You'll also note that it's possible for different tracks to have different lists of repositories (it's even possible for a given repo to belong to different products, which is allowable as long as the graph of products/tracks for the whole branch group has that repo in no more than 1 product.

  • The excluded_repositories section is optional, and would be used in situations where it's easier to use wildcards to include too many repositories into the product/track, and then filter out the repositories that should not be part of the product. It might be easier just to spell out each repository however...
  • The dependencies section is pretty much what it says on the tin, and strengthens the "compatibility non-interference" and ordering properties of products into actual dependencies, and also allows for repository to repository dependencies to be expressed for the CI (this would replace the dependency-data-foo files in kde-build-metadata).
  • The objects under dependencies are mappings of tracks to the dependency information itself. The * track would be used for dependencies common to every track of that product.
  • dependencies/$track/products is to allow entire products to be declared a dependency (the track is not specified, since it's already required to be noted in products_needed), and is optional.
  • The dependencies/$track/repositories section on the other hand, should always be present, at least to specify intra-product dependencies as needed by both CI and kdesrc-build. These dependencies are between repositories, not products, and don't include any branch information (since branches are now entirely determined by which product/track combination contains a repository).

Repository dependencies can cross product boundaries (which is why every repo is required to be part of some product/track combination).
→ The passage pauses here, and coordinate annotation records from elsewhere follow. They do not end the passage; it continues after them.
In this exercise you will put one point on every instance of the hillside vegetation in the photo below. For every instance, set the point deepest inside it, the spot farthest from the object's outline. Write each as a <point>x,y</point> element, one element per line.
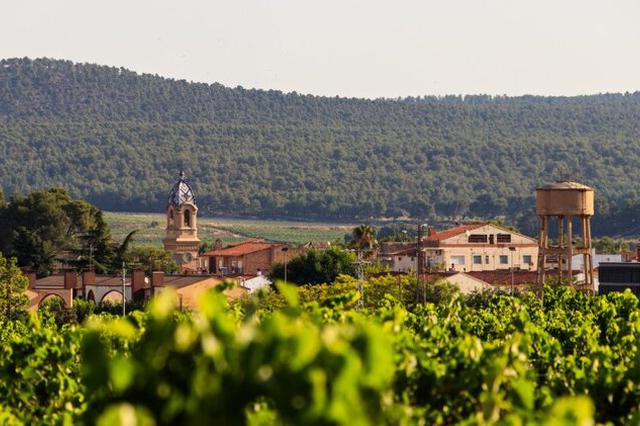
<point>117,138</point>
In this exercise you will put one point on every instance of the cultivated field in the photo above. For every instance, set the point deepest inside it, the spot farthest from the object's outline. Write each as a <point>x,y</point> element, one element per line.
<point>151,229</point>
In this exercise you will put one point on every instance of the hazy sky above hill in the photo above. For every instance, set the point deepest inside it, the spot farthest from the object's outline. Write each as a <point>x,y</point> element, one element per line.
<point>344,47</point>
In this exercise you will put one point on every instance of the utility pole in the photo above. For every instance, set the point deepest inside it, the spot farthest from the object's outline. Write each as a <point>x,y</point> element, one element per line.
<point>285,250</point>
<point>512,250</point>
<point>360,275</point>
<point>91,256</point>
<point>420,267</point>
<point>124,294</point>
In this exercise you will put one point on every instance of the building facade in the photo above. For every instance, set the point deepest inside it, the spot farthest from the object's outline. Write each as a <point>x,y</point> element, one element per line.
<point>469,247</point>
<point>253,257</point>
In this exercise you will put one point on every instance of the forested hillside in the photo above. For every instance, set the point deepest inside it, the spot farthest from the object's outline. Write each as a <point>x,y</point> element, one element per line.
<point>117,138</point>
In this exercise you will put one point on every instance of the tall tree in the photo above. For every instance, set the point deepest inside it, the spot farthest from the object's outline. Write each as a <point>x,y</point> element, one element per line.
<point>364,238</point>
<point>42,226</point>
<point>13,300</point>
<point>315,267</point>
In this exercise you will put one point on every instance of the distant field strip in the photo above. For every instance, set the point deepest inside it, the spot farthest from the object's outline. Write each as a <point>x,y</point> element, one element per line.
<point>150,228</point>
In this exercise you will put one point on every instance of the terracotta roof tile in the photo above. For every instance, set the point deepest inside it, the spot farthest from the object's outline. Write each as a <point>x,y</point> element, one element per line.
<point>242,249</point>
<point>452,232</point>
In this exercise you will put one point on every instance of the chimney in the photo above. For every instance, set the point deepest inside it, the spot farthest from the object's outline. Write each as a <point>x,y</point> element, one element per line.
<point>32,279</point>
<point>88,278</point>
<point>70,279</point>
<point>157,278</point>
<point>137,281</point>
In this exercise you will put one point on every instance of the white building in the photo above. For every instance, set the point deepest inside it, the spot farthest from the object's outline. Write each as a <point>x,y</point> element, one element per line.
<point>470,247</point>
Cross-product dependencies would still require an entry in products_needed (Milou, in this case) to figure out which track to use.

Next Steps

Porting to the proposed new system would require code changes in both build.kde.org and kdesrc-build, testing, and setup of the required metadata in kde-build-metadata, with the wider community to be kept informed as progress is made.

The hope with all of this is to manage the complexity that arises from the interdependencies of git repository+branch combinations, in a way that allows us to maintain the value of using our CI testing infrastructure without needlessly recompiling and reinstalling software that should be compatible, and to do all of this in a way that aligns with our intuitive understanding of how we now organize our projects.